A permanent input/output error, i.e. an irrecoverable error, can only be eliminated by the intervention of systems support (and possibly with hardware repairs). The pubset is switched to the WRTERR or READERR state (the SHOW-SHARED-PUBSET command provides information on the disk states). In the event of a permanent input/output error, the pubset should be exported as soon as possible and should not be imported again until the error has been rectified.
Errors when writing vital-sign messages
A write error which occurs when a sharer accesses the watchdog file of the shared pubset decreases the reconfiguration capability of the network. A master change cannot take place and, with an XCS pubset, leave or fail reconfigurations are blocked. Apart from the reconfiguration problem, a write error has no further consequences per se. However, a simultaneous communication failure with the partner may result in erroneous crash detection and may necessitate the implementation of emergency measures. This depends on the BS2000 version running on the partner processor.
Sharers are subject to partner-related failure monitoring. If an error occurs when writing to the watchdog file of a shared pubset, monitoring is only affected if the error occurs with all pubsets shared with a partner.
In this case, if the MSCF connection has already failed or fails shortly afterwards, an erroneous crash detection is imminent by the partner due to the temporal relationship and the RECOVERY-START settings. The system may be terminated by MSCF to avoid the erroneous crash detection and message MCS1300 will be output.

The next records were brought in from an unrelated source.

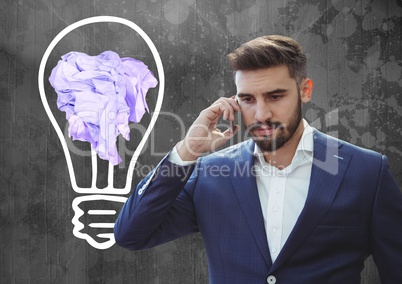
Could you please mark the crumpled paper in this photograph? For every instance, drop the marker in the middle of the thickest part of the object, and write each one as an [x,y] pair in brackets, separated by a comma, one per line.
[100,95]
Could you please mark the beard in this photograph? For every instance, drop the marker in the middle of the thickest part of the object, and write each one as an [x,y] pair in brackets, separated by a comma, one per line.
[282,133]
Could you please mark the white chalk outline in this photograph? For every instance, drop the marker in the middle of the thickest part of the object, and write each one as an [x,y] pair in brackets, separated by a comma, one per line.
[109,188]
[97,193]
[78,226]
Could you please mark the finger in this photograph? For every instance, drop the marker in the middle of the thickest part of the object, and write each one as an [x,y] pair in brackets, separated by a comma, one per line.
[229,107]
[231,131]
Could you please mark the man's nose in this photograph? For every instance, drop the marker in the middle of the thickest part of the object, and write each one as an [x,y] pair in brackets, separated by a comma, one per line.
[262,112]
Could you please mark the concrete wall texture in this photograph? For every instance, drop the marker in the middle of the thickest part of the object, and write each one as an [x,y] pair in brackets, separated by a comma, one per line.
[354,50]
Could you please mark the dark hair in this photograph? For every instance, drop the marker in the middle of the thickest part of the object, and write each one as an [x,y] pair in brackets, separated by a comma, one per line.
[270,51]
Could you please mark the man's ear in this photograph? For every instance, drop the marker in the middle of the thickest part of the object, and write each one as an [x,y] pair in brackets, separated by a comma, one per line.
[306,90]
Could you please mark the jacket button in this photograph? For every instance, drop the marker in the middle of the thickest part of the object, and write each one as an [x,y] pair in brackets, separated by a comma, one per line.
[271,279]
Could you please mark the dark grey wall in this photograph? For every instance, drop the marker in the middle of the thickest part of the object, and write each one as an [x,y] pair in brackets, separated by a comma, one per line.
[355,59]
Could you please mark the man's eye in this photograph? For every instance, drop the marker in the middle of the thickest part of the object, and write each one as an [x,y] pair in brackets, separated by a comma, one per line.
[275,97]
[246,99]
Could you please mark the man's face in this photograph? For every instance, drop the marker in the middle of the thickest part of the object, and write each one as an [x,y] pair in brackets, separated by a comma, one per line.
[270,102]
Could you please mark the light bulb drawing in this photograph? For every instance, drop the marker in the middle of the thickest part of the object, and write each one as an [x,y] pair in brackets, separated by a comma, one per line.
[92,193]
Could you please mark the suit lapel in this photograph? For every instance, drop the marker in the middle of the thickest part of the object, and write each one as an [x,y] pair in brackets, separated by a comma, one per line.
[245,187]
[328,170]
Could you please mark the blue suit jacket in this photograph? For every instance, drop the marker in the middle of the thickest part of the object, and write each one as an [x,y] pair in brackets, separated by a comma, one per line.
[353,209]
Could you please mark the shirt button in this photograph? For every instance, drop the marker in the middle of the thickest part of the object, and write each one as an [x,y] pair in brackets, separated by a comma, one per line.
[271,279]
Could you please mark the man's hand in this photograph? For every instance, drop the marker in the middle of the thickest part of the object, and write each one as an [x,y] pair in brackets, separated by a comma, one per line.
[203,136]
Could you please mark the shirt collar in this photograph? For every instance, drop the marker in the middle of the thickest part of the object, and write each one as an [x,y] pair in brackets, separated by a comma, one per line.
[305,146]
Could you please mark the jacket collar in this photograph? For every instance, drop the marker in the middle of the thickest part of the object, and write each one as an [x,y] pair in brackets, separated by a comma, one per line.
[329,164]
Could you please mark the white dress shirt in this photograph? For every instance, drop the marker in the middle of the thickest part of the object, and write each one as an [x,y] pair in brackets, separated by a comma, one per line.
[282,192]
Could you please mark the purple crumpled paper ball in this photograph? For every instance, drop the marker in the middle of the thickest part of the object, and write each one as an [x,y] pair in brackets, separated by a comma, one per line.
[100,95]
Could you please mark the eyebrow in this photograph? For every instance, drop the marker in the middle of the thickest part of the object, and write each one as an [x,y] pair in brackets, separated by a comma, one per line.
[270,93]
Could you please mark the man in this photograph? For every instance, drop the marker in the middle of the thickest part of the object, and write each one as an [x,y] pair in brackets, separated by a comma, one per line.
[290,205]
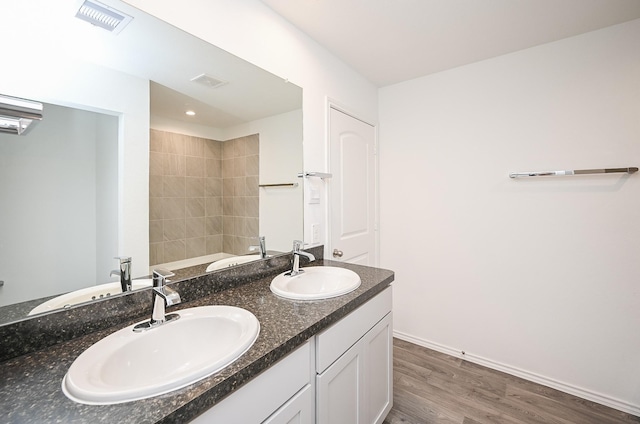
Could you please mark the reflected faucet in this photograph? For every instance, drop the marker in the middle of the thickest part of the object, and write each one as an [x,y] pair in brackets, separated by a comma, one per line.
[162,296]
[295,270]
[124,272]
[262,245]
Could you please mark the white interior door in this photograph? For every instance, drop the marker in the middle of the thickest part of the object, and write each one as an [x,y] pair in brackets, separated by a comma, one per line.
[352,198]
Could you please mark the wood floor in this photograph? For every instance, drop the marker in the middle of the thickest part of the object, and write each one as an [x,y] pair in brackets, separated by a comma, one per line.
[431,387]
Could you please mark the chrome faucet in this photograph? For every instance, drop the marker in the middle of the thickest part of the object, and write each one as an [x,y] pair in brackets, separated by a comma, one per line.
[162,296]
[124,272]
[262,245]
[295,270]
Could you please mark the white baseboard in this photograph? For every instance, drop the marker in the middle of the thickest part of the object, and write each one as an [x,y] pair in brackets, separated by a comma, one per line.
[536,378]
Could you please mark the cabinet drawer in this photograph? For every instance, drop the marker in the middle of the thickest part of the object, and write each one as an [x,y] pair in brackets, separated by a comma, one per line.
[263,395]
[337,339]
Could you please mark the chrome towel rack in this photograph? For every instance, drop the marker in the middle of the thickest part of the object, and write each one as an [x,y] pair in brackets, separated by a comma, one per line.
[279,185]
[322,175]
[629,170]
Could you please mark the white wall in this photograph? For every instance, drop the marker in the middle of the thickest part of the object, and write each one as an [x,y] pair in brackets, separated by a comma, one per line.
[281,208]
[52,193]
[85,86]
[539,277]
[252,31]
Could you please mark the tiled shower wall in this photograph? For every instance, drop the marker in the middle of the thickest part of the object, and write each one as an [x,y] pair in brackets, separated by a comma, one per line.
[203,196]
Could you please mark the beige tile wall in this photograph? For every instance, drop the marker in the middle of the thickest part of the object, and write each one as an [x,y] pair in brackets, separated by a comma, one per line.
[203,196]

Write errors are indicated by message DMS03B9. Rectification is announced by message DMS03BB.
The partner is notified of the occurrence and rectification of a write error by message MCA0110.
Errors when reading vital-sign messages
If a read error prevents a sharer from reading the vital-sign messages entered in the watchdog file by the partners, the sharer is no longer able to detect the failure of these partners. If a partner is considered no longer active by configuration management due to a read error and the loss of an MSCF connection, the partner may have crashed. Systems support is then requested to make a decision (message MCS1100), regardless of the RECOVERY-START setting.
The read error is indicated by message DMS03B2, and the rectification of the error is indicated by message DMS03B8. If a partner which was suspected of having crashed is identified as being active again, the pending failure inquiry is cancelled.